Something funny happened during the 2008 presidential election.

Telephone polls taken right before the election showed voters leaning toward John McCain. Election results, of course, sent Barack Obama to the White House.

What happened? No poll is perfect, but telephone polls in 2008 had a unique bias: many only called landlines, skipping cell phones.

That threw the poll off. As Nate Silver wrote after the election, "The roughly one-third of Americans who rely exclusively on cell phones tend to be younger, more urban, worse off financially and more likely to be black or Hispanic than the broader group of voters, all characteristics that correlate with Democratic voting."

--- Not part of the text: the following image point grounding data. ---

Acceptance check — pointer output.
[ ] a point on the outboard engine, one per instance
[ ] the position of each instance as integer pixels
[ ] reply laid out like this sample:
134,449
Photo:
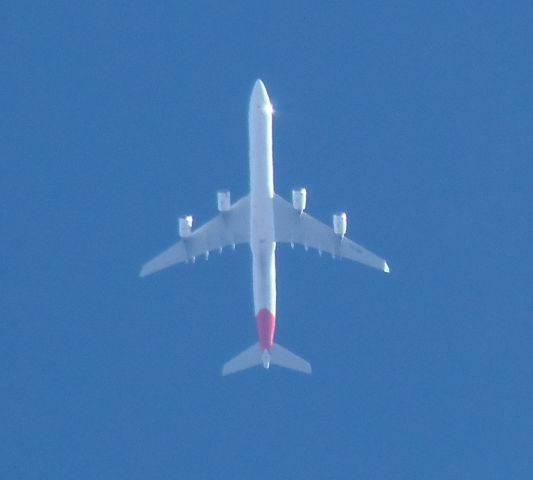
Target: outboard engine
299,199
339,224
185,226
223,200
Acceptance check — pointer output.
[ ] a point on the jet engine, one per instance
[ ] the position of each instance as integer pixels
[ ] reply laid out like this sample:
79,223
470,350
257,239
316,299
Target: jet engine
185,226
223,200
339,224
299,199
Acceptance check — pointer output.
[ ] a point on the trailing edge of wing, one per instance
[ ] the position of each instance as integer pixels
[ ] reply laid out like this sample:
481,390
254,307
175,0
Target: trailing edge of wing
293,227
227,228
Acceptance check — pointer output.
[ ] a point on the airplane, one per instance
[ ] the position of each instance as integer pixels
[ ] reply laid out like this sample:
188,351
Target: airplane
261,219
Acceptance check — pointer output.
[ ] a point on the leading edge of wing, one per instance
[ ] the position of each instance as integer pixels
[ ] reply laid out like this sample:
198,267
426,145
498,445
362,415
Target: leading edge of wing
226,228
303,229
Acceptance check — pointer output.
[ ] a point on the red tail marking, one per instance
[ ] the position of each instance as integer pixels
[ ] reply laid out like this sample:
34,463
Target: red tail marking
266,324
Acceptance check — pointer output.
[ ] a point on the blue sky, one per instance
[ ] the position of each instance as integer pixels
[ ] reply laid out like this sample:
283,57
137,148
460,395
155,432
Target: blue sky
415,118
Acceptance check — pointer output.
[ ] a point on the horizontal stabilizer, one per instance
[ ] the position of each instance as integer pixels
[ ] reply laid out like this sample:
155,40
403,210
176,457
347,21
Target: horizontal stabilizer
277,355
284,358
251,357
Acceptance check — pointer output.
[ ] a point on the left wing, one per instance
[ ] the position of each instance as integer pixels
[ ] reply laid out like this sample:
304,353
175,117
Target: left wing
293,227
227,228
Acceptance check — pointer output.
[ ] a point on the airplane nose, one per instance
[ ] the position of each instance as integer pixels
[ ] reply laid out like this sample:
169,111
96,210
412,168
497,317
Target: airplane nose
259,94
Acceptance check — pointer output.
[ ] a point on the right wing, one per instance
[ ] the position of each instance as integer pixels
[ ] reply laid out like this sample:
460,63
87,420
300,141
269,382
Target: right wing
293,227
227,228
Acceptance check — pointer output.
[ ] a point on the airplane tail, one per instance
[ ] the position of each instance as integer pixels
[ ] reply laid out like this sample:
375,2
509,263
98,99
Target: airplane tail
277,355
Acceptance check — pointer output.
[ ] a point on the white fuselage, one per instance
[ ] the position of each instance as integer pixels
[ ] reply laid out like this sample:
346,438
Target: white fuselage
262,236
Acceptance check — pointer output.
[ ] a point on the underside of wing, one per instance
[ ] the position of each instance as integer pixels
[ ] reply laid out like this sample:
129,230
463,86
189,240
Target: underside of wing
291,226
231,227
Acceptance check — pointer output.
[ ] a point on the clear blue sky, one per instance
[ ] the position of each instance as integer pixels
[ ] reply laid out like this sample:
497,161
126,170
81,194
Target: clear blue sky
414,117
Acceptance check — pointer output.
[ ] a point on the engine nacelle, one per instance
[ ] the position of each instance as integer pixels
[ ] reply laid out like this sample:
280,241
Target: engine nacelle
299,199
223,200
340,224
185,226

Ideally, election polls would contact every voter. But that's too hard and expensive. So we use a small sample and assume it represents the average.

Sadly, it often doesn't. A sample that is biased, or too small, is one of the biggest terrors in statistics. It creates averages that really aren't, and causes us to see trends that don't exist -- all under the guise of, "Hey, this is data!"

This is important to keep in mind when thinking about markets or the economy. Because here's the truth: We don't have a very good sample to draw from.

There have been 33 U.S. recessions in the last 156 years, a period that begins before the Civil War. That isn't many. And the data we have on most of those recessions is dubious. For example, estimates on how much the economy contracted during the recession of 1920 range from 2.4% to 6.9%, which is the difference between a moderate recession and a near-depression. In the last 50 years, when data is more reliable, there have been just seven U.S. recessions.

So how are we supposed to take seriously any statistic about the average recession? How long the average recession lasts? How frequently they occur? How high unemployment goes? We're talking about something that has occurred just seven times in the last half-century. Just like the election polls, these averages can't be taken too seriously. This is not a good sample -- in this case, it's just too small.

There have been two world wars in the last 100 years. But no one would ever say, "the average world war lasts five years," or "the average world war kills 60 million people." No one would say we're overdue for a world war based on past trends. It's obvious that two wars isn't enough to create an average that might tell us what the next war might look like, or when it will occur.

Same goes with market volatility. There have been nine occurrences of the S&P 500 falling 30% or more since 1928, and three occurrences of 50% declines. Three! That is not nearly enough to define anything about the average market crash. But there's a tendency -- one I've fallen for -- to look at past market crashes as a guide to future expectations.

There is no easy answer to this. "More data" doesn't always help, because markets change over time that apples aren't being compared to apples.

The S&P 500 did not include financial stocks until 1976; today, financials make up 16% of the index. Technology stocks were virtually nonexistent 50 years ago. Today, they're almost one-fifth of the index. Accounting rules have changed over time. So have disclosures, auditing, and market liquidity. 401(k)s and IRAs -- which hold trillions of dollars --- didn't exist until 40 years ago. Comparing today's market to the past isn't apples to apples. 

Changing the sample you use can give you completely different results, which is dangerous because it lets you prove almost anything you want. 

Take Yale economist Robert Shiller's valuation metric, the cyclically adjusted P/E ratio. Since 1871, CAPE has averaged 16.6, which makes today's market, at 26 times earnings, look overvalued. But since 1957, when the S&P 500 was born (Shiller used a hypothetical version before then), the average is 20. Since 1990, when globalization took off and technology stocks became a bigger part of the index, the average is 25.3. So maybe stocks aren't so overvalued? 

A question I like to ask economists is, "What's one thing you'd like to know about the economy that can't be known?"

If someone asked me the same question, my answer would be this: What would we know about the economy and stock market if we had 10,000 years of perfect, unimpeachable, apples-to-apples data?

My guess is that almost everything we think we know about average recessions, average market crashes, and average bull markets would be upended.

Maybe we'd learn that the last 100 years of high stock market returns were a fluke. Or abnormally low, pushed down by two world wars. Or that Great Depressions are actually common. Or extremely rare.

I really don't know. Nobody does. But I'm confident we'd be shocked.